Парня Ефим позвал сам, и никто его за язык не тянул. Гриша приходился сыном одному ряботяге, с которым Ефим восемь лет отстоял в одной смене, пока того не задавило насмерть трубой на пятой скважине. Вдова осталась с четырьмя детьми, старший болтался без работы вторую зиму, и на промысел его не брали. Одному с арматурой было не управиться, и было не до жиру — взял с собой того, кого мог взять.
— Лежи ровно, — не поворачивая головы, бросил Ефим. — Снег под тобой скрипит на всю степь.
— Холодно, — парень подтянул колени к животу.
— Через час согреешься.
Пятеро других лежали чуть выше по склону, отдельно, и Ефим их не трогал. Этих людей он не нанимал и приказывать им не мог: их прислал заказчик, своих, отдельно от Ефима, и старшим над ними шёл коренастый Кирьян с приплюснутым носом и спокойными, ничего не выражающими глазами. За две ночи пути этот человек сказал Ефиму от силы двадцать слов, и все по делу. Оружие они несли под куртками и двигались тихо, ставя ногу с пятки, и вот это Ефиму особенно не нравилось. На промысле так не ходят.
Деньги им передавал тоже не Кирьян, а некий человек в городе, в задней комнате чайной лавки, где пахло сыростью и жжёным сахаром. Он сидел спиной к окну, так что лицо оставалось в тени, а голос имел негромкий и ровный, как у приказчика, зачитывающего опись. Половину положил на стол сразу, вторую пообещал через неделю после работы. Себя не назвал никак. На вопрос, от кого он, отозвался коротко: «кто меньше знает, тот крепче спит».

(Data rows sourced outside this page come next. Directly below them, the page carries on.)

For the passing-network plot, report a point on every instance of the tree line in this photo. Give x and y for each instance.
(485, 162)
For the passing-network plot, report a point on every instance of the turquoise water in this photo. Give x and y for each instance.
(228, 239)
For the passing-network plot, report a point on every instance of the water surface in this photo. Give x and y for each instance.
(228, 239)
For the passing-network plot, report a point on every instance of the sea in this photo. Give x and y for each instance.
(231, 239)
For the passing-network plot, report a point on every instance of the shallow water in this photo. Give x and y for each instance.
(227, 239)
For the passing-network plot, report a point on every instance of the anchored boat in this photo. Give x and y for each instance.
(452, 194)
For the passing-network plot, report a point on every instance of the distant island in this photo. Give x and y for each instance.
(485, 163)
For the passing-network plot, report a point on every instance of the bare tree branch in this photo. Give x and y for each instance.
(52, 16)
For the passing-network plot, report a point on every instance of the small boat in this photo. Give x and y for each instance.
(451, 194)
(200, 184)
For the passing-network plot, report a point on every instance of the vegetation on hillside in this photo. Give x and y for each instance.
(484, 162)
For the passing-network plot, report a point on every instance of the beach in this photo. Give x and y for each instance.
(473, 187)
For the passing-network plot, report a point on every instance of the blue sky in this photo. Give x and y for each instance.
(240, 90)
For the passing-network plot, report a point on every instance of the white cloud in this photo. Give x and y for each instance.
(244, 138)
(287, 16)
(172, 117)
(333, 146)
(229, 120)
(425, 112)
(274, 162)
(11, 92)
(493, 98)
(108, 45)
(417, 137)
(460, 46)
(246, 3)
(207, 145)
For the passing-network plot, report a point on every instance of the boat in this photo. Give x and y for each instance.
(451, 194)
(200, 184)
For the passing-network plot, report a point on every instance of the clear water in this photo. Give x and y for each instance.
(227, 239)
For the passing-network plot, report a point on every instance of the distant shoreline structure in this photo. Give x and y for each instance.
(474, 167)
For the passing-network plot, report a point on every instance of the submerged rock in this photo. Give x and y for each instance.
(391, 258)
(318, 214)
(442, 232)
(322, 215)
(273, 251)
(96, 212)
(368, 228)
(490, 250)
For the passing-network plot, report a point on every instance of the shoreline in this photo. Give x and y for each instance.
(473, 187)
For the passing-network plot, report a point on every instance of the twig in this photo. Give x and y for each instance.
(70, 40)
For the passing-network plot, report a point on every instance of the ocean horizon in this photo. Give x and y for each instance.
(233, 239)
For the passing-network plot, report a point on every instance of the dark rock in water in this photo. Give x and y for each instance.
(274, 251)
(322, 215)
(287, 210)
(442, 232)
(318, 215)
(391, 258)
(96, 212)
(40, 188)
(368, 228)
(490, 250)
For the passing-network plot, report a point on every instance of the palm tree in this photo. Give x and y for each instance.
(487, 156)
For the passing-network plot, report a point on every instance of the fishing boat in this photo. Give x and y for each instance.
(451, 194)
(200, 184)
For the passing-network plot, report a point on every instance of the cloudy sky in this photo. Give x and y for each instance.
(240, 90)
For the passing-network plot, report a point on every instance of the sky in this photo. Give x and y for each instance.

Ефим тогда сидел, глядел на деньги круглыми глазами и думал, что торговаться глупо, а спрашивать — опасно. Сумма покрывала три года жизни. Работа была понятная: покорёжить железо. И условия человек в тени выговорил сам, отдельно и внятно, тем же ровным голосом описи. Без крови и без огня. Добыча должна встать на пару месяцев, а промысел должен потом починиться, и потому жечь ничего нельзя.

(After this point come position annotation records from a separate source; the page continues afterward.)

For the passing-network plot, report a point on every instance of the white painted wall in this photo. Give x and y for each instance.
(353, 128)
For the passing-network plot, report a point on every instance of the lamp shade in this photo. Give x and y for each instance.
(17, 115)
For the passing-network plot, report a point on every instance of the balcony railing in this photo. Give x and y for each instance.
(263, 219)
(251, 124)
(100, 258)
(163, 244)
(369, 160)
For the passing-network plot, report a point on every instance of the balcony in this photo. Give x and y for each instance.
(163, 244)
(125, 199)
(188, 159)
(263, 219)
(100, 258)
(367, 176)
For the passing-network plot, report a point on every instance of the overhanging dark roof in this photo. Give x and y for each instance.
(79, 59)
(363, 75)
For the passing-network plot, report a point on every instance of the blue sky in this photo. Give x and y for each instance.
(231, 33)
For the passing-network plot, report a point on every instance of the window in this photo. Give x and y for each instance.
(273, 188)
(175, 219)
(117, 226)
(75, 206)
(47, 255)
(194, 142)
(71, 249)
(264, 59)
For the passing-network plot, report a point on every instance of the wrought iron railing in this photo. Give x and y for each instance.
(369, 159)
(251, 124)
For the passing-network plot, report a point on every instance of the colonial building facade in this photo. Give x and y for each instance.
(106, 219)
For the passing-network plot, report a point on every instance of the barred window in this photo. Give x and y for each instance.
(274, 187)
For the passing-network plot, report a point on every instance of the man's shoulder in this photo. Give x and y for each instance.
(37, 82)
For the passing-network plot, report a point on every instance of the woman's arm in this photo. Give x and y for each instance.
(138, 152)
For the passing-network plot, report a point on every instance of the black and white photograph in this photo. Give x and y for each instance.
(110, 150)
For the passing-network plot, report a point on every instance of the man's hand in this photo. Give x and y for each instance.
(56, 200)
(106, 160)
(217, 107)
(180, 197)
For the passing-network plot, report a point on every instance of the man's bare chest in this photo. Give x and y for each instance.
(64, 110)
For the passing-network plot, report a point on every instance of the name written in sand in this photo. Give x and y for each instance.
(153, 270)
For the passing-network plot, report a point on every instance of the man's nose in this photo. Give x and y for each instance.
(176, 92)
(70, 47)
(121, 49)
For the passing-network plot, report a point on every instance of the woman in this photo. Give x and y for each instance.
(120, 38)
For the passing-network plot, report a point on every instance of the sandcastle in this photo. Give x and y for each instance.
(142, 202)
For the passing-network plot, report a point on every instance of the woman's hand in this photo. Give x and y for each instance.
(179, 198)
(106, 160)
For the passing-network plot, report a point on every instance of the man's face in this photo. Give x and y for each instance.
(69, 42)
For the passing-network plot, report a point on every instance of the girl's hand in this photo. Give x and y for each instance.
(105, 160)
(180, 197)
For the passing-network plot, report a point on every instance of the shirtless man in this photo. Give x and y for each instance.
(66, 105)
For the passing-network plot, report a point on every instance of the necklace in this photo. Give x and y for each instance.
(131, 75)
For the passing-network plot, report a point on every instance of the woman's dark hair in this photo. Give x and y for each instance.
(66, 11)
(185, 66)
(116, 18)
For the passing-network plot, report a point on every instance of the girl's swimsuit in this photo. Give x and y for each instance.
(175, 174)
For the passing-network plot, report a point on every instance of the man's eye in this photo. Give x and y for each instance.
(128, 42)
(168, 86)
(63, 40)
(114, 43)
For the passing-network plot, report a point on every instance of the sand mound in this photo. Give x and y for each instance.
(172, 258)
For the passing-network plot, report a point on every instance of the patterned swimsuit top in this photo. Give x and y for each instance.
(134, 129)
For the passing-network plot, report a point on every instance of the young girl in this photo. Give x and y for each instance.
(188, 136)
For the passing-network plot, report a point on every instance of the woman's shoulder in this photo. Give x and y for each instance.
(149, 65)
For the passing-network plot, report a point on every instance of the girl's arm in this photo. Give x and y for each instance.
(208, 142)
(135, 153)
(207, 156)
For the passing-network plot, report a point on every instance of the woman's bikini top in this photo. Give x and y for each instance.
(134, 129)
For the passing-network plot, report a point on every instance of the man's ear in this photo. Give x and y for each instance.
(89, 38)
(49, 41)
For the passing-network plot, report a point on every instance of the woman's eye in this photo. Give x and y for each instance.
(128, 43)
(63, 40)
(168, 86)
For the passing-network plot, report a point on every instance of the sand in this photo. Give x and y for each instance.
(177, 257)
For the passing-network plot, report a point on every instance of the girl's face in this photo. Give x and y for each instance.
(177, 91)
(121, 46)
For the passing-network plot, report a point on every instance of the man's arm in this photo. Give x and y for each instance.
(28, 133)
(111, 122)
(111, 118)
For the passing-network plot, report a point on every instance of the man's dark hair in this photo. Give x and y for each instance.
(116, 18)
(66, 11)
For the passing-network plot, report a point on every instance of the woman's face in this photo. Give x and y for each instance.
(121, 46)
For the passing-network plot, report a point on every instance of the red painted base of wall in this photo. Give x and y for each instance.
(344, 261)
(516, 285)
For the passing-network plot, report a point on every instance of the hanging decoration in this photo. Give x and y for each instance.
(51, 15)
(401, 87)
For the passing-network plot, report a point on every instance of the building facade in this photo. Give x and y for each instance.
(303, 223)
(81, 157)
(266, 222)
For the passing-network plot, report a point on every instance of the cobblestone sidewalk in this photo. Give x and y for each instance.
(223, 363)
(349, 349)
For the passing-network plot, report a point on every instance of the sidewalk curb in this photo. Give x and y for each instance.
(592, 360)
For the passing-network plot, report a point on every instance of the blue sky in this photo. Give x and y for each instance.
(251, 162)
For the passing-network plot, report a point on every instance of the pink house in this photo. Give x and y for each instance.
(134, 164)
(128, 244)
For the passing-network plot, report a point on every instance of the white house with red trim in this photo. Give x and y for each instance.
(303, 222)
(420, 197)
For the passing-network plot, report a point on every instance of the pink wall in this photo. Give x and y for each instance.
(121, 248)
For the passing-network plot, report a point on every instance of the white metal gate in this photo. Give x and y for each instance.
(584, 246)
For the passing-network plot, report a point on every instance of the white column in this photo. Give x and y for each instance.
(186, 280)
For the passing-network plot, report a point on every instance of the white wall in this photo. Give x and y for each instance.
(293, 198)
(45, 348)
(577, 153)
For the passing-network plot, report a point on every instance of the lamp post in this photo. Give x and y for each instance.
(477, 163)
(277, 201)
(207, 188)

Именно на эти два слова Ефим и купился. Он всю жизнь ломал и чинил железо, и в поломке железа не было ничего такого, что мешало бы ему спать сном праведника.
— Значит, так, — сказал он вполголоса, разворачивая на снегу смятую бумагу с чертежом. — Идём на семнадцатую и восемнадцатую, они у самой низины. Обе фонтанные, качалок там нет. У каждой стоит ёлка, в смысле фонтанная арматура.

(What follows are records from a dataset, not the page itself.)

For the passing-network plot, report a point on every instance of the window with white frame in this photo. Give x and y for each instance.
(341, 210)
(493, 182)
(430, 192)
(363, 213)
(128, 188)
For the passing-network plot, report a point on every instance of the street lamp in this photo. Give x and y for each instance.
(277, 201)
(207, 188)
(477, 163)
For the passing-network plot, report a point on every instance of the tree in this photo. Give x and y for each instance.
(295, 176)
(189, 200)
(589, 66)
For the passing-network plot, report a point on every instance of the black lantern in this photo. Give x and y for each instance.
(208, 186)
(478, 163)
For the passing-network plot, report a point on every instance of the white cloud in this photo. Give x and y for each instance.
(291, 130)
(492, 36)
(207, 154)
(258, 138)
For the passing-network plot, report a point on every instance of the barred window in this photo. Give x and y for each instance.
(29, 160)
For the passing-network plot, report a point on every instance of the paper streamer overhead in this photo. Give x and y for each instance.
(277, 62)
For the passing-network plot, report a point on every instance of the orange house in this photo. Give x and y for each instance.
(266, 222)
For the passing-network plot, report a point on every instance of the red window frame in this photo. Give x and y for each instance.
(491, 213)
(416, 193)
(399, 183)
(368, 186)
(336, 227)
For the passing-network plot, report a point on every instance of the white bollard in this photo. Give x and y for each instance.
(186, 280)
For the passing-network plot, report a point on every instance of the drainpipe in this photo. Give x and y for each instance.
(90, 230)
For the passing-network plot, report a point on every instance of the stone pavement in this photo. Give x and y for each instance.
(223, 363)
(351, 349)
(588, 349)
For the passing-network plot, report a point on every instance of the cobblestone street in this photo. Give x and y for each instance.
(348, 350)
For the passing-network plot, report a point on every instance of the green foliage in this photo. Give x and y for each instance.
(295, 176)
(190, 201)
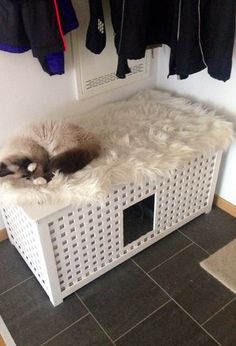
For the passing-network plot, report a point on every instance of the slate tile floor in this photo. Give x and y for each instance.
(159, 297)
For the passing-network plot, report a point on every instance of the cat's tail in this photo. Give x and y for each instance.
(73, 160)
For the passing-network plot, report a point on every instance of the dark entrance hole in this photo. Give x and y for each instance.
(138, 219)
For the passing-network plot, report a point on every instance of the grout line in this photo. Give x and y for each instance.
(194, 242)
(145, 318)
(187, 313)
(169, 258)
(99, 324)
(216, 313)
(20, 283)
(5, 334)
(63, 330)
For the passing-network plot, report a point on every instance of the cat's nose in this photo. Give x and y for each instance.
(4, 171)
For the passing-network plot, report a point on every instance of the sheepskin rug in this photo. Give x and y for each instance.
(146, 136)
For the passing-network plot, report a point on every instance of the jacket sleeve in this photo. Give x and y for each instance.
(217, 27)
(96, 34)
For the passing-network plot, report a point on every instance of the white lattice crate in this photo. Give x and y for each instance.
(69, 246)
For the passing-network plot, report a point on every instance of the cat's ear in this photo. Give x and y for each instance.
(4, 170)
(23, 162)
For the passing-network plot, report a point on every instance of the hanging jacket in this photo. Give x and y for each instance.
(205, 38)
(40, 26)
(200, 33)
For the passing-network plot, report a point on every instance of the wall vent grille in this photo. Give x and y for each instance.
(111, 77)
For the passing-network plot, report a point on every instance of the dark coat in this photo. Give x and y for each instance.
(200, 33)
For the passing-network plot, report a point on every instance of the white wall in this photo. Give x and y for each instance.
(27, 93)
(215, 93)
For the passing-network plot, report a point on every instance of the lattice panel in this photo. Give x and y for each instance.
(22, 233)
(184, 193)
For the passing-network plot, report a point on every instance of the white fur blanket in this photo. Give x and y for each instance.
(150, 134)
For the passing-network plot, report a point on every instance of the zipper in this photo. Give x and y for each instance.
(122, 25)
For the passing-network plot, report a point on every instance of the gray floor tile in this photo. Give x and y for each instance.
(13, 268)
(161, 251)
(121, 298)
(223, 325)
(83, 333)
(30, 316)
(169, 326)
(211, 231)
(190, 285)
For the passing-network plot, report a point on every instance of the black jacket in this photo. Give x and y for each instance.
(200, 33)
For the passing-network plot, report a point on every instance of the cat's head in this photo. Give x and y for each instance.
(15, 166)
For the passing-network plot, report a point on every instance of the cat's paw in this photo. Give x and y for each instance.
(39, 181)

Гриша сопел ему в плечо и глядел на чертёж, ничего в нём не видя.
— Порядок такой. Первым делом я закрываю коренную задвижку. Скважина садится, ёлка выше неё остаётся пустая, и с ней можно делать что хочешь. Дальше сбиваем шпиндели с боковых задвижек, срываем фланцы, гнём отводы. Коренную после этого не трогаем совсем: она одна и держит пласт. Она нам друг, а не враг. Всё понял?
Гриша кивнул, хотя по глазам было видно, что запомнил он только «идём» и «гнём».
— Дальше насосная. Там я разберусь сам, ты только светишь. Провозимся минут 30–40. Скважину после такого закрыть можно, а вот качать из неё — нет, пока не привезут новую арматуру, а её везут месяцами. Всё. Ни огня, ни искры, ни дури. Инструмент обмотан тряпками, ключи из рук не ронять. Будешь курить, я тебе пальцы оторву вместе с головой.
— Ефим Палыч, а эти? — Гриша скосил глаза вверх по склону.
— Эти постоят в стороне и нас прикроют.
Он сказал это и сам себе не поверил.
Промысел, дающий нефть половине юга, никто не оставит под честное слово сторожа с деревянной колотушкой. Ефим объяснял это Кирьяну ещё в дороге, обстоятельно, дважды, и чертил прутиком по снегу. По периметру стояли три вышки с прожекторами. Ночью ходил обход, парами, с интервалом в сорок минут, и обход этот был ленивый, потому что за одиннадцать лет никто ни разу ни на кого не напал, а воевода Ртищев свирепствовал меньше, чем следовало бы в поддержании железной дисциплины. Была караулка у насосной, где всегда сидели трое, грелись у печки и резались в карты. Имелись и собаки. И была вот эта самая низина между семнадцатой и восемнадцатой, куда с вышек не заглядывал ни один прожектор, потому что свет туда не доставал, а поставить четвёртую вышку жалели денег ещё с тех пор, как здесь работал сам Ефим.